La difficulté n’est plus dans la collecte de l’information, c’est plutôt savoir l’analyser et l’utiliser pour décider et agir

Le plus facile, c’est éteindre son ordinateur ou téléphone intelligent, et revenir à un rythme de vie plus lent, plus sain, plus méthodique, et à des médias traditionnels et des sources fiables d’apprentissage.

Aujourd’hui, la difficulté n’est plus dans la collecte de l’information, c’est plutôt savoir l’analyser et l’utiliser pour décider et agir. Analyser sans décider, ou décider sans agir, est sans utilité. Le but c’est la décision, suivie de l’action. L’avantage réside dans l’organisation, la discipline et le savoir-faire dans la mise en œuvre. Ainsi, il est judicieux de dépenser moins d’énergie dans la collecte, et donc collecter et traiter moins, et dédier plus de temps et d’effort à la mise en pratique.

Il faut éviter le piège de toujours plus d’informations et de données, pour pouvoir analyser ou décider. Demander et rechercher plus d’informations et d’analyses est souvent une excuse pour reporter la décision ou cacher son incapacité à décider. Décider et agir requiert un tempérament spécifique et un savoir-faire (compétence) particulier –non disponibles chez tout le monde.

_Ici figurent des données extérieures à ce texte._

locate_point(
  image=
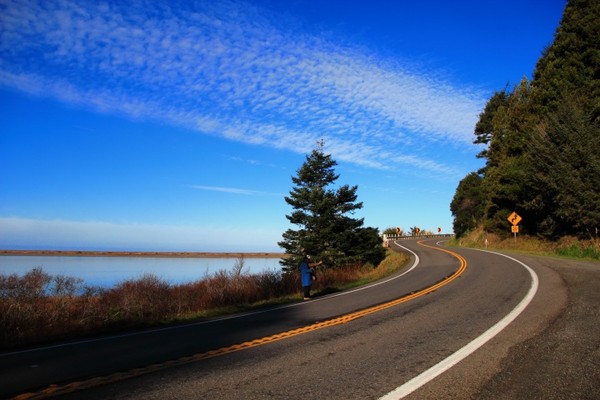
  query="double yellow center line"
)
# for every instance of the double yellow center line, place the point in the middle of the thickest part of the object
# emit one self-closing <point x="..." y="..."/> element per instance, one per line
<point x="54" y="390"/>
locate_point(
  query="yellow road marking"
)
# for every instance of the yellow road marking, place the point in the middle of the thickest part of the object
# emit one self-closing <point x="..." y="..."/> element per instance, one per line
<point x="54" y="390"/>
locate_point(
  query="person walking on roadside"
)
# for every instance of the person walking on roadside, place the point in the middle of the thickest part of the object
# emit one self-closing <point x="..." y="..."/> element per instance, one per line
<point x="307" y="274"/>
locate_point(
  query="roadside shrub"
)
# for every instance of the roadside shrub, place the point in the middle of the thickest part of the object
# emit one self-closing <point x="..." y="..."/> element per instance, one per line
<point x="38" y="307"/>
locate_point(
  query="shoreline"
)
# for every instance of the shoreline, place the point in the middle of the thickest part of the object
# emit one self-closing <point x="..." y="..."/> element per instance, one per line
<point x="161" y="254"/>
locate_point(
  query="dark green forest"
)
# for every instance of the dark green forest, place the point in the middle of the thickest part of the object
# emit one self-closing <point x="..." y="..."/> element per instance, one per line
<point x="542" y="142"/>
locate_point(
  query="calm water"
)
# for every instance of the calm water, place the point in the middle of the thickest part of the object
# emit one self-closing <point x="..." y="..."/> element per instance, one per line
<point x="106" y="272"/>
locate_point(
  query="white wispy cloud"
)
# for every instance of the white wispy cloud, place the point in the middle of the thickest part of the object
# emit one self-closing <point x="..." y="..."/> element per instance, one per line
<point x="230" y="190"/>
<point x="232" y="70"/>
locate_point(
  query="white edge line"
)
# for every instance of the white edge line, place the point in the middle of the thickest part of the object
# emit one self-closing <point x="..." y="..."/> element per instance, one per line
<point x="444" y="365"/>
<point x="227" y="317"/>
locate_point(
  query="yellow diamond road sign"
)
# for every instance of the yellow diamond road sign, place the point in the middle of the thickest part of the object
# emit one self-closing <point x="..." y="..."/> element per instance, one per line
<point x="514" y="218"/>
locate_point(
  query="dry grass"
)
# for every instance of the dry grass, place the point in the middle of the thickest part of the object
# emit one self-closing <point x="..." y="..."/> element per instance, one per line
<point x="40" y="308"/>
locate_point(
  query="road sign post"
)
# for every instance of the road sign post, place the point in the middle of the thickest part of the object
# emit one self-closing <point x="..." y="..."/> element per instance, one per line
<point x="514" y="219"/>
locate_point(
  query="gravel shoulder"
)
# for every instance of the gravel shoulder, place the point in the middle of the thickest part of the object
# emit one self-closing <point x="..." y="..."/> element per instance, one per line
<point x="552" y="351"/>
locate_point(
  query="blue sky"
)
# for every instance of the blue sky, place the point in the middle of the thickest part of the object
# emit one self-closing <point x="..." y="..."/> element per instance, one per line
<point x="177" y="125"/>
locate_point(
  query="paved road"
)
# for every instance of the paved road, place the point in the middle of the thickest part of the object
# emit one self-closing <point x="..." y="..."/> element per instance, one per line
<point x="366" y="357"/>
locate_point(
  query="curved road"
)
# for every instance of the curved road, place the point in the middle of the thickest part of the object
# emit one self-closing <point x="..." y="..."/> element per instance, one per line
<point x="361" y="344"/>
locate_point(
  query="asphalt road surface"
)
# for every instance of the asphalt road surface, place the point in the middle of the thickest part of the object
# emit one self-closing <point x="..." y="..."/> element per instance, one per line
<point x="364" y="344"/>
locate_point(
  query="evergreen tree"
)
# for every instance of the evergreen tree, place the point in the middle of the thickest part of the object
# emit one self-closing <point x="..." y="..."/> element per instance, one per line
<point x="567" y="200"/>
<point x="543" y="139"/>
<point x="326" y="231"/>
<point x="467" y="204"/>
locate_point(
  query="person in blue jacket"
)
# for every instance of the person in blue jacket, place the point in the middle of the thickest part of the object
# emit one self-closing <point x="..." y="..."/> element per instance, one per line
<point x="307" y="272"/>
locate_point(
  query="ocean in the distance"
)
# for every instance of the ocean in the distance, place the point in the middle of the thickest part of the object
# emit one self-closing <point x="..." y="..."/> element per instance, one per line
<point x="107" y="272"/>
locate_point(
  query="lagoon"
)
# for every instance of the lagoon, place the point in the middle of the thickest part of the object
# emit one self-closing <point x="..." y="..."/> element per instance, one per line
<point x="107" y="272"/>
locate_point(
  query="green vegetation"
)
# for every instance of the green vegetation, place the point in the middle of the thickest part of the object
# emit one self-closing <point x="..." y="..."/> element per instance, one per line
<point x="40" y="308"/>
<point x="568" y="246"/>
<point x="321" y="213"/>
<point x="542" y="143"/>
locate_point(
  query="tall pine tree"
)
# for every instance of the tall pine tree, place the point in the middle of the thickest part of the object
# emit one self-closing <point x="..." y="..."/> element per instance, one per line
<point x="326" y="229"/>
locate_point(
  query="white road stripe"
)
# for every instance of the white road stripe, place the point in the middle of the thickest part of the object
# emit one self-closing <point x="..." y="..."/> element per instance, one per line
<point x="438" y="369"/>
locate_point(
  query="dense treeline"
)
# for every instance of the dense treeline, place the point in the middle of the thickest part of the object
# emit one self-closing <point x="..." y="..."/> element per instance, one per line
<point x="542" y="141"/>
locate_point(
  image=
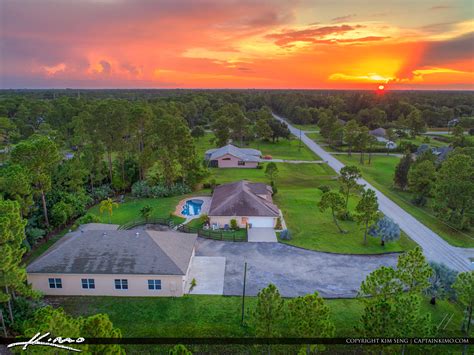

L’analyse, les idées et les recommandations sont souvent le départ du processus de réflexion et décision

Affirmer qu’il n’y a pas assez d’informations ou que les données ne sont pas assez précises ou actuelles pour analyser et faire une recommandation, c’est le piège de l’analyse par les données ou les chiffres. L’analyse, dans ce cas, est un massage ou un relookage des données –sans apport supplémentaire, original. Or, l’analyse, les idées et les recommandations sont souvent le départ du processus de réflexion et décision; les données servent à illustrer, prouver ou infirmer les hypothèses et les conclusions –pas les remplacer.

Cette paralyse par l’analyse (analyse sans imagination, ni hypothèse, ni réflexion, ni objectif – ni compétence), ou bien l’excuse de l’analyse pour justifier la paralyse, c’est notre principale tare. Pire, souvent (la plupart du temps?), quand il y a décision, il n’y a ni mise en œuvre ni suivi.